Improves Personal and Professional Relationships
Poor hygiene may cause issues in social settings. Many people will find it unpleasant to be around someone with a bad body odor or breath. Others may feel that being around someone with inadequate hygiene will reflect poorly on their image in a workplace or social group.

If you have poor hygiene, this avoidance dynamic can make career advancement difficult. Furthermore, it can isolate you both at work and socially.

Those with good hygiene, however, will not experience this barrier when trying to connect with people socially or cooperate with co-workers professionally.

Social and Professional Acceptance
Personal cleanliness alone will not get you more friends or make a job promotion more likely. However, you might consider it a prerequisite for social and professional acceptance. Whether it is fair or not, good hygiene will help create an acceptable image with friends, professional peers, and decision-makers at work. Without the distraction of poor hygiene, making both social and professional connections easier.

Effects of Poor Personal Hygiene
Poor hygiene affects your outward appearance. Stained clothes, ungroomed hair, long, dirty nails, and oily, patchy skin are signs of a lack of personal care.

People often associate poor hygiene with unpleasant body odor, bad breath, or visible signs of dirt. Some people may also consider rashes, oily skin, or other preventable or treatable appearance flaws as examples of poor hygiene.

Here are some potential effects of poor hygiene.

Depleted Mental Health
Poor hygiene relates to mental health in two ways. First, an unclean appearance can cause social and professional isolation. Feelings of loneliness and failure caused by this isolation can harm your mental health and lead to chronic depression or social anxiety.

In some cases, the progression of poor hygiene and mental health issues gets reversed. People with depression may cease caring about hygiene practices. In these instances, the lack of cleanliness is a symptom of a mental disorder, not its cause.

Increased Health Risks
Poor hygiene can increase the risk of illness or disease. These are not diseases that you typically catch by chance, but rather are illnesses that come from a lack of personal cleanliness.

Many diseases that affect the skin surface and gastrointestinal tract come from poor bathing practices, wearing dirty clothes, and not washing your hands before handling food. The CDC’s list of hygiene-related illnesses also includes parasitic fungal infections that will remain in or on your body until they are treated.

Lack of Self-Esteem
Self-esteem and physical appearance are closely related to each other. How you care for your body and appearance is closely connected to your self-image. If people avoid you at work or in social situations because of poor hygiene, your self-esteem will likely suffer.

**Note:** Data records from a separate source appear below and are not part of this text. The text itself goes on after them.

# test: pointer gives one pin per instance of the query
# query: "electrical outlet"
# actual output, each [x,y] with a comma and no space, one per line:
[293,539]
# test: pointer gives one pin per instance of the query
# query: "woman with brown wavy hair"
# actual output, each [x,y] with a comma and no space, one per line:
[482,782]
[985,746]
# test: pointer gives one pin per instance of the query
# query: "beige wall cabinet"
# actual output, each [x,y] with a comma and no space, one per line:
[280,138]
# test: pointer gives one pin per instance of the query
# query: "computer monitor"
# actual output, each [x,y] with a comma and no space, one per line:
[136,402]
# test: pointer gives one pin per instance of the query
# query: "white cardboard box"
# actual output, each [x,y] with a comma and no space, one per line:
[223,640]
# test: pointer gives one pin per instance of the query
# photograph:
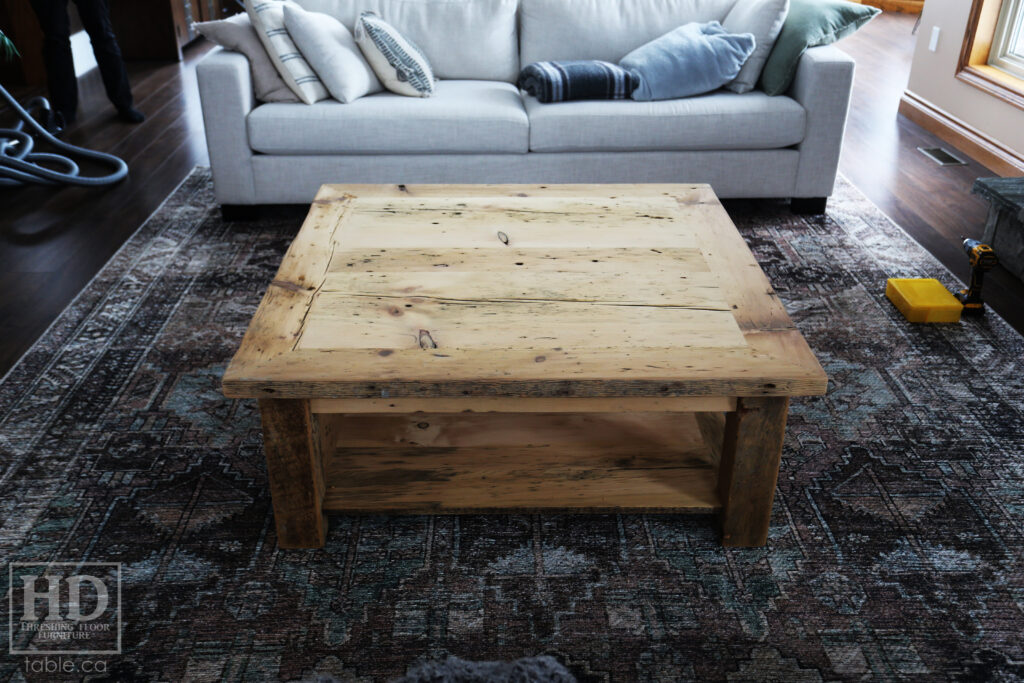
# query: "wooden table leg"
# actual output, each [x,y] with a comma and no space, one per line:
[295,469]
[749,469]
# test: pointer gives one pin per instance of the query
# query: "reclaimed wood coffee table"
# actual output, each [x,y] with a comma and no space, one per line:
[485,348]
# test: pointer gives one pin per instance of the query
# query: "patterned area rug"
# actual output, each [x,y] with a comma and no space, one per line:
[895,551]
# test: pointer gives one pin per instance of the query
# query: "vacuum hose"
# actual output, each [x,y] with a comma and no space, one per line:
[18,164]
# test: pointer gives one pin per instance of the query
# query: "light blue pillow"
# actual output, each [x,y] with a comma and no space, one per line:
[690,59]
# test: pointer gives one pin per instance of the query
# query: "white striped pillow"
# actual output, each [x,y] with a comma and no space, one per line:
[399,65]
[267,17]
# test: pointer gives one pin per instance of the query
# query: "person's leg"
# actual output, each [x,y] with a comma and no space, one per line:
[96,20]
[56,55]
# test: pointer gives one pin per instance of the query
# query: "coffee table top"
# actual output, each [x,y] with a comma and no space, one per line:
[520,291]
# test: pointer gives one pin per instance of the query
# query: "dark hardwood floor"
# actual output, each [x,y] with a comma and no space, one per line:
[52,243]
[880,156]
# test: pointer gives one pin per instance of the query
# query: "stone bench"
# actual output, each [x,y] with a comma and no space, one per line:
[1005,225]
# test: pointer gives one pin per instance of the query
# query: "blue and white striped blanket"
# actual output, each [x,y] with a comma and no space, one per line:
[581,79]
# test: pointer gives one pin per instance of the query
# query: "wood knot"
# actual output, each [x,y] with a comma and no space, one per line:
[426,341]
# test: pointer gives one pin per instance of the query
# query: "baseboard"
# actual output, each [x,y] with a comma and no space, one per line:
[997,158]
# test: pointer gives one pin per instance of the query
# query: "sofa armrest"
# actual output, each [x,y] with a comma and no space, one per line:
[822,86]
[225,91]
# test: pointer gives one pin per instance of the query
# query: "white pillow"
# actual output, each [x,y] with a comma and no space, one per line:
[331,50]
[604,30]
[463,39]
[267,17]
[764,18]
[399,65]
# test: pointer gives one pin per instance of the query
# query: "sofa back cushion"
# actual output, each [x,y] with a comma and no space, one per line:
[605,30]
[462,39]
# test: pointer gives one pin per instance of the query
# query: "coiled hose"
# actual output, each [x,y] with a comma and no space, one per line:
[18,164]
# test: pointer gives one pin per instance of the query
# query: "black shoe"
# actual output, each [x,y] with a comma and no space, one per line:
[55,123]
[131,115]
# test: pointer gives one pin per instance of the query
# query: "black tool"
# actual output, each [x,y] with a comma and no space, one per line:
[982,260]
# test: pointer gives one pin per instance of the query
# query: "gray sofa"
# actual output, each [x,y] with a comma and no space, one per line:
[478,127]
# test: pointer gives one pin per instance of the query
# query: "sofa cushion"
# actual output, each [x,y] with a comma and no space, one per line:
[237,33]
[763,18]
[462,39]
[689,60]
[331,50]
[605,30]
[267,18]
[717,121]
[398,62]
[462,117]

This can lead to a downward spiral with poor self-esteem, causing a why-bother view of personal hygiene and only leading to further avoidance and isolation.

Poor Physical Appearance
A lack of hygiene can also lead to a poor physical appearance. In some cases, an improper bathing regimen may cause skin issues or hair loss. You can reverse these physical appearance problems if you find an effective hair loss treatment or skin medication.

Such treatments can become a part of your hygiene routine going forward. By personalizing your regimen in this way, you ensure that you perform basic hygiene practices and also address specific issues needed for better mental and physical health.